藍子ちゃん(菊池和澄さん)のモンスタークラスメイトは赤木留美子(アカギ・ルミコ)(藤崎花音さん)(@『ゲゲゲの女房』)。「先生に言いつける」をちらつかせていたずら男子軍を撃退、恩を売った上で「私をモデルにしたルミコって女の子を『鬼太郎』のアニメに出して」と藍子ちゃんに難題を吹っかけ、「できないならできないって、最初から言えばいいじゃない、期待させておいてウソツキ」と仲間外れペナルティを課す、政治家もびっくりの“小さな策士”“腹黒ちゃん”でした。
小学校も3~4年になると、こういう、世渡り計算上等な子がどのクラスにも、もれなくひとりはついてきますな。ガタイ能力で決着をつけたがる男子より、クチ先回路の発達が早い女子に多い。まー所詮はガキレベルの謀略なので、どこかで“策士、策に溺れる”式に手痛い目に遭って、いっときは素直になって見せるんですがね。雀百までの喩え通り、死ぬまで人の顔見てはハラの中で加減乗除、全体集合部分集合、方程式三角関数、ちゃっちゃか組み立てて生きて行くんでしょう。
藍子ちゃん視点で見守る視聴者からは嫌われ役になるので、子役さんにはちょっと気の進まないお仕事かな?と思いましたが、少女誌表紙風の指先アゴ杖が似合う藤崎花音さんナイスジョブ。かわいい昭和のお嬢さまワンピがいろいろ着られたので、まあ役得もあったということで行って来い。女性向けドラマにおける高慢いじめ役って、回り回って結構おいしいポジションなんですよね。
笑ったのは昨日(20日)放送回で、布美枝お母ちゃん(松下奈緒さん)手づくりのプレゼントをこっそりゴミ箱に捨てようとしてイカルばあちゃん(竹下景子さん)に見つかった藍子が、喫茶“再会”でばあちゃんと差し向かい、アカギ・ルミコちゃんの誕生会案件を相談する場面で、店内に流れていたBGMがさりげなくコヤナギ・ルミコさんの『瀬戸の花嫁』でした。こういう小ネタの埋め込み→発掘は作るほうも見るほうもめちゃめちゃ楽しいけど、大丈夫なのか。本家小柳ルミ子さんにほのか~な権利関係は発生してこないかしら。昭和47年、特に前半は世を席捲した大ヒット曲でしたが、賞レースでは秋リリースのちあきなおみさんの『喝采』と星を分けました。

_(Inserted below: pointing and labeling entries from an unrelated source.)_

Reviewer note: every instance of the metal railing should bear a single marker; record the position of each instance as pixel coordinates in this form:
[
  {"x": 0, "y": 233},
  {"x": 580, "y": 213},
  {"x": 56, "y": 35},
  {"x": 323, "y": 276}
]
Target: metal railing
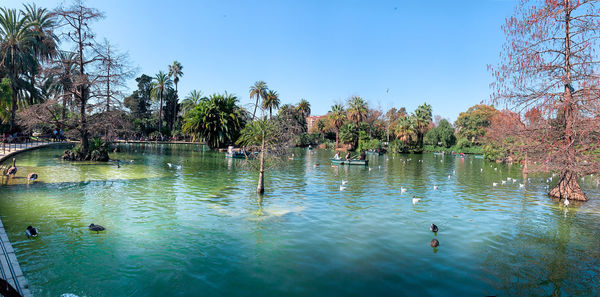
[{"x": 10, "y": 144}]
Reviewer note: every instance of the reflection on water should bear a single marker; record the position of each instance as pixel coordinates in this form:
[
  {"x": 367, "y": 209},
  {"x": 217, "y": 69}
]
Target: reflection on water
[{"x": 202, "y": 228}]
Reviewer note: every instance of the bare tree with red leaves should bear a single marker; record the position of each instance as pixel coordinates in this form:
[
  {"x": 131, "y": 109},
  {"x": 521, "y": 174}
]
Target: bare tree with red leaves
[
  {"x": 75, "y": 21},
  {"x": 549, "y": 63}
]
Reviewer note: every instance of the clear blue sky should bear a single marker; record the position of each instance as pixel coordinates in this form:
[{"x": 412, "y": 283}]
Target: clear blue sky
[{"x": 323, "y": 51}]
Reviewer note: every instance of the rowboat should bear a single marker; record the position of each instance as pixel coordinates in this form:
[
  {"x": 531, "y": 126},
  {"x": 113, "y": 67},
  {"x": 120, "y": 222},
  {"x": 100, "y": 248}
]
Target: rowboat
[
  {"x": 238, "y": 155},
  {"x": 378, "y": 153},
  {"x": 349, "y": 162}
]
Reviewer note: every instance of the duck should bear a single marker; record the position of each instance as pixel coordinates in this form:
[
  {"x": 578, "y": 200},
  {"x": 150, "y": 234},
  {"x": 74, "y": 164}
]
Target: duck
[
  {"x": 30, "y": 231},
  {"x": 433, "y": 228},
  {"x": 32, "y": 176},
  {"x": 96, "y": 228},
  {"x": 13, "y": 169}
]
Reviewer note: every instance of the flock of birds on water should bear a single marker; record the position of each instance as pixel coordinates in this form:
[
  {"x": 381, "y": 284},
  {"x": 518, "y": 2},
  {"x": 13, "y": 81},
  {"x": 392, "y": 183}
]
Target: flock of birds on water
[
  {"x": 30, "y": 231},
  {"x": 31, "y": 177}
]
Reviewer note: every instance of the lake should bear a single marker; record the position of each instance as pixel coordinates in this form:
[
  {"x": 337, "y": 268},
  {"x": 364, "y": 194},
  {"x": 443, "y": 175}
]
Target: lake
[{"x": 202, "y": 230}]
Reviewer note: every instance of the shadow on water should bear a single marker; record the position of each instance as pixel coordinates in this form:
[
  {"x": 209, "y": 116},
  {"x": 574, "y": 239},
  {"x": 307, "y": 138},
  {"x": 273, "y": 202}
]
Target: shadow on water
[{"x": 541, "y": 258}]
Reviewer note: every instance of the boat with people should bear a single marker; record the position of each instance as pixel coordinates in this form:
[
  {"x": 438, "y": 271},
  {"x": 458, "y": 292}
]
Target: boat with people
[
  {"x": 349, "y": 162},
  {"x": 240, "y": 155},
  {"x": 375, "y": 152}
]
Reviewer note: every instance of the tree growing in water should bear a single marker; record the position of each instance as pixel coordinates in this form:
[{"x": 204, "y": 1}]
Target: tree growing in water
[{"x": 549, "y": 63}]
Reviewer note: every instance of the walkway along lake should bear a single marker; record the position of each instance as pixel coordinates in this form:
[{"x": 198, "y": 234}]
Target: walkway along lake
[{"x": 201, "y": 229}]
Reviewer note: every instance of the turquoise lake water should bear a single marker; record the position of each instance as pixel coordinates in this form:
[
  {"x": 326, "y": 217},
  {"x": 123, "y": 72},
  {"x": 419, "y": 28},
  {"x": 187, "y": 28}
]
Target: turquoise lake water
[{"x": 202, "y": 231}]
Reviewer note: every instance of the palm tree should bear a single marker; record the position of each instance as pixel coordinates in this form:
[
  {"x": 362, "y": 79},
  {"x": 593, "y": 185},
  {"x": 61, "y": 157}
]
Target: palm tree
[
  {"x": 261, "y": 133},
  {"x": 159, "y": 87},
  {"x": 42, "y": 23},
  {"x": 349, "y": 134},
  {"x": 191, "y": 101},
  {"x": 406, "y": 129},
  {"x": 176, "y": 73},
  {"x": 217, "y": 119},
  {"x": 45, "y": 46},
  {"x": 271, "y": 101},
  {"x": 304, "y": 107},
  {"x": 16, "y": 54},
  {"x": 422, "y": 121},
  {"x": 357, "y": 109},
  {"x": 337, "y": 116},
  {"x": 258, "y": 90}
]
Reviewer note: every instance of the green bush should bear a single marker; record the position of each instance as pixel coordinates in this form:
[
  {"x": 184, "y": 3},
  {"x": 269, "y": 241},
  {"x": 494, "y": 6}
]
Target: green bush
[
  {"x": 372, "y": 144},
  {"x": 306, "y": 139},
  {"x": 399, "y": 147}
]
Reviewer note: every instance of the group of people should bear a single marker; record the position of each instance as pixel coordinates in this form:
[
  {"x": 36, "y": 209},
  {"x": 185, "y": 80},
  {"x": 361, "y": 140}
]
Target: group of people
[
  {"x": 363, "y": 156},
  {"x": 58, "y": 135}
]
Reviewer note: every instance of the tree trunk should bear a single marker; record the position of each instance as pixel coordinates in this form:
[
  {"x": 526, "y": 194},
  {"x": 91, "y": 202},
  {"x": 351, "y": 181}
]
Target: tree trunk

小柳さんと言えばもちろん昭和46年『わたしの城下町』のデビューヒットで、当時の日本国有鉄道が仕掛けた観光キャンペーン“ディスカバー・ジャパン”ブームの一翼をも担った昭和歌謡の代表歌手であるとともに、その後女優としても長く活動され、TVデビューはほかならぬNHK朝ドラだったはずです。
『虹』というタイトルで、小柳さんの母親が南田洋子さん、『ゲゲゲ』の布美枝さんと同じ専業主婦ヒロインでしたが、月河、なにしろ子供だったもので、夏冬休みか風邪引いて休んだ日ぐらいしか見ていませんから、旦那さん役が誰だったかまるで記憶がない。影のうすい旦那だったのかしら。途中で未亡人になるストーリーだったかもしれない。ウロ覚えですみません。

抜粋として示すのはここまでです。